This morning, I opened a book I’ve had on my Kindle for a while, Twelve Years a Slave, a memoir by Solomon Northrup an African American freeman, who was tricked into slavery for twelve years. As books go, this was a quick read for me as I am used to much more complex and nuanced history. However, a memoir is a memoir…one person’s accounting of his or her experiences over some finite period of time.
As I have not seen the movie, I have no idea if it follows he book’s story line, but think the book would make excellent reading for high school and above kids. Some have worried about the violence in the book, however, given the level of violence in modern culture, this book is tame.

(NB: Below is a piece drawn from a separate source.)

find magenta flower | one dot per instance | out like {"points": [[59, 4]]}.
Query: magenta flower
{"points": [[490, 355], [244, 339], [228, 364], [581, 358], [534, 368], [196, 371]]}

I found nothing in the book I had not already discovered reading US history of this period. The book caused a great deal of outrage at the time Northrup wrote it, and for good reasons.
Several things struck me:
1/ Mr. Northrup was better read than many people are today. He writes in the beautiful nineteenth century style reminiscent of Jane Austen, the Brontes or Gorge Elliot (Mary Ann Evans). Although he is not descriptive of interior psychology as Austen, his characterizations (appearances) of individuals is excellent down to the shades of skin and eye color. Moreover, he is very cognizant of his milieu and describes in great detail, food, clothing, flora and fauna as he is sent from Washington DC to Virginia and south to Louisiana and Texas.
2/ Mr Northrup appears to have survived his ordeal without undue anger towards Whites or fellow Blacks as a group. He thinks the peculiar institution of slavery is abominable, but has kind words for each person who helped him along the way. He also overcomes attacks by fellow slaves and even reports the whereabouts of some fugitive slaves (who attacked him) at one point.
3/ He is not a racist. He has great regard for his country and takes the words of Jefferson, whom he quotes, quite seriously … “We hold these truths to be self-evident, that all men are created equal and endowed by their creator with certain unalienable rights” …
4/ He is learned and quotes Wordsworth and other poets in his memoir. For example, speaking of a child who grows up to become a bully, he says, “the child is father of the man.”
Although I am not partial to memoirs, I was very impressed by the book.
I probably won’t see the film, however.
On a lighter note, this morning, I had the second in a series of three shots of Hyaluronic acid. Doctor McConnell said this drug mimics only one of the components of synovial fluid and designed to provide lubricant to the knee-joint. He also said, the third shot will be it… If I find myself in much pain a couple of months after the third shot the only recourse is knee-joint replacement surgery.
Okay, that was not very cheerful so how about this … the Robins are back and singing their hearts out. I discovered a Mockingbird on the suet feeder. And the US Park Service announced when the Cherry blossoms will bloom in April.